Small caps beat FTSE-All share post-pandemic

UK small-caps outperformed the FTSE All-Share in 2020, according to a review of the Numis Smaller Companies Index (NSCI).

The NSCI, which has 696 constituents comprising the bottom 10% of the UK main listed market by value, recovered from a March low-point to achieve an all-time high on 29 December and finished the year with a total return of 1.1%.

Over the 66-year history of the index, the annualised return on the NSCI is now 14.6%, which is 3.4% greater than the annualised return on the large-cap oriented FTSE All-Share.

The most widely used NSCI benchmark, the NSCI XIC, outperformed the FTSE All-Share by 5.5% in 2020.

However, mid-cap and large-cap companies did poorly: the Numis Mid Cap XIC fell by 9.9% and the Numis Large Cap by 10.3%.

Shares listed on the Alternative Investment Market outperformed the FTSE All-Share by 29.2%, with the strong performance broad-based across many industries.

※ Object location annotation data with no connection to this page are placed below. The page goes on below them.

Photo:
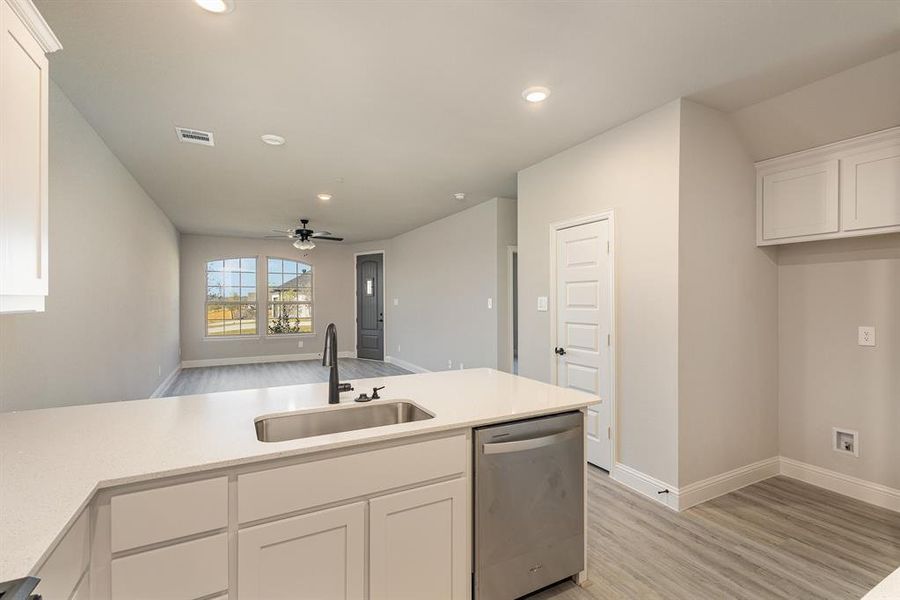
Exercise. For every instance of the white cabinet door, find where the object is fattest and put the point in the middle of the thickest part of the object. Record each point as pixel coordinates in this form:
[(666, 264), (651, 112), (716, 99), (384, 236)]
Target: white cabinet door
[(799, 202), (23, 166), (418, 542), (870, 189), (318, 556)]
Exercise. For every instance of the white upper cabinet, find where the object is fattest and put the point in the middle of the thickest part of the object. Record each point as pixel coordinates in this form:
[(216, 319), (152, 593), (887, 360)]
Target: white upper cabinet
[(870, 188), (24, 84), (846, 189), (800, 201)]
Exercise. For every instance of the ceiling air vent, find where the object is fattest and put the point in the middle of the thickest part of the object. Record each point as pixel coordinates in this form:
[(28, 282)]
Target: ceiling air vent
[(195, 136)]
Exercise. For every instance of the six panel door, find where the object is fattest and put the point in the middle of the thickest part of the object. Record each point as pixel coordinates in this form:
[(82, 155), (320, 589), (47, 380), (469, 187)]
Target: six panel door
[(583, 327)]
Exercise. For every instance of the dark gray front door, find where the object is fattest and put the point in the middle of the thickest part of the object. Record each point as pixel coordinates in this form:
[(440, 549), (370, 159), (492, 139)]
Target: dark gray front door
[(370, 306)]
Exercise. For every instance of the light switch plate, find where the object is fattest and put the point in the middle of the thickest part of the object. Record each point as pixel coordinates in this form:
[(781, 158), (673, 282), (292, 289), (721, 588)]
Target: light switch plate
[(866, 336)]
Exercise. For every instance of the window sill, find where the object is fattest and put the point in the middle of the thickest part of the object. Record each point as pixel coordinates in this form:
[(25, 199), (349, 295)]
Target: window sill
[(278, 336), (216, 338)]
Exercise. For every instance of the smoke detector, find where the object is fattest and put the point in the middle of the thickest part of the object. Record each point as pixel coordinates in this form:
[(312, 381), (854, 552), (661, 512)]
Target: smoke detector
[(195, 136)]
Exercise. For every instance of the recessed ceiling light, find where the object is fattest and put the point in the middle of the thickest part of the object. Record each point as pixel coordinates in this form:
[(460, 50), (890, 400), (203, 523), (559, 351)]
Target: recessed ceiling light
[(273, 140), (536, 94), (216, 6)]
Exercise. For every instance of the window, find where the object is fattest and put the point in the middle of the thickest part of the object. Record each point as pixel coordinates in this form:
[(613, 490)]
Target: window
[(231, 297), (290, 297)]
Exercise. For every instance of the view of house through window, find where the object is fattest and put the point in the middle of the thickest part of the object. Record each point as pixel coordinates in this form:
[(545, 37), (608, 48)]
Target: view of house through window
[(290, 297), (231, 303)]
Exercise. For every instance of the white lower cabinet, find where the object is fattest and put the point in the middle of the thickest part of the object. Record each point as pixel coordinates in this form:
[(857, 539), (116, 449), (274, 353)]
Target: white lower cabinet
[(319, 556), (418, 543)]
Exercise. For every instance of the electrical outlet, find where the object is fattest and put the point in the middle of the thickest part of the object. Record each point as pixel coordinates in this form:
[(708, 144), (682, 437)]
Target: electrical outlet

The pandemic has led to severe dividend cuts, with small- and mid-cap companies worst hit – NSCI dividends experienced the largest one-year fall since the index began in 1955. However, an analysis of the stock price reaction to dividend announcements showed that companies are not being overly punished for the cuts.

Unsurprisingly, capital raising in 2020 was high: NSCI companies raised 95% more last year compared with 2019, the largest amount in recent years. However, this was well below the amount raised during the global financial crisis.

Scott Evans and Paul Marsh, the authors of the report, said: “2020 was a year of surprises, the most striking of which was the phoenix-like recovery of small-caps from the depths of the market last March.”

This demonstrated the resilience of the smaller companies sector, a repeated theme within the 66-year history of the Numis indices, they added.